Here is all you need to know to make these cute, springy Mother’s Day gifts:

The Materials
1 knee-high stocking per kid (I get the kind that come as a pair in a plastic bubble for 33 cents at Walmartthat’s around 4 bucks for my whole class)
grass seed
hamster bedding (1 bag was enough for 25 students)
2 googly eyes per kid
1 rubber band per kid
1 styrofoam bowl per kid
8 ounce plastic cups for measuring and scooping
any materials you want to accessorize with (pipe cleaners, scraps of material, etc.)

The Directions
*The kids need to work in pairs to help each other. One student will need to hold the stocking open while the other stuffs it with grass seed and bedding. *

1) Put about 1/8 cup of grass seed in the bottom of the stocking.


2) Put about 4 cupfuls of bedding in the stocking
3) Smush the stocking to turn it into the shape you want.

4) Tie a knot in the bottom of the stocking and cut off the extra material. 


5) Write the student’s initials on the bottom of the grass head near the knot. Hot glue on the googly eyes and have the students create their grass heads’ noses by pulling a little bedding outward and wrapping a rubber band around it.




7) Soak all the grass heads overnight.

8) Put in a sunny spot and water regularly (spray bottles are great for this!)

9) Decorate with accessories, if you so desire. (I had first graders hot glue on “dresses” and stuff. They also like to make things out of pipe cleaners to glue onears, mouths, glasses, barrettes)

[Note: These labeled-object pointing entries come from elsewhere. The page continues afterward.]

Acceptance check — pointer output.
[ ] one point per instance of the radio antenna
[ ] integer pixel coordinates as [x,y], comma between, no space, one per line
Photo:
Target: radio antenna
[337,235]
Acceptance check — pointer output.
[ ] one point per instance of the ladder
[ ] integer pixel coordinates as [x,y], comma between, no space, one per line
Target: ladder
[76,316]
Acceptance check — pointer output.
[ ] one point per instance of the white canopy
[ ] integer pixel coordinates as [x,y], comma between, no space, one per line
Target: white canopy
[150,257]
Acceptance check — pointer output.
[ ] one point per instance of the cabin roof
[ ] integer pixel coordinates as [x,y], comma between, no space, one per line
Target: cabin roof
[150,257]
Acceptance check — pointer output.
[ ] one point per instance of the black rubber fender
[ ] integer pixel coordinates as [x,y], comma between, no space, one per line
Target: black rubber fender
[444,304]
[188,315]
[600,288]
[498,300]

10) Send home for Mother’s Day!
I recommend you do this outside...it gets messy!
This is a great book to invest in! It has lots of great ideas. I got mine on Amazon.com for just a few dollars.
I will post update pics of the Grass Heads as the grass grows. Like I said, this is just something fun and different you can have your students take home as a gift for Mom on Mother's Day. Have fun! I know your students will!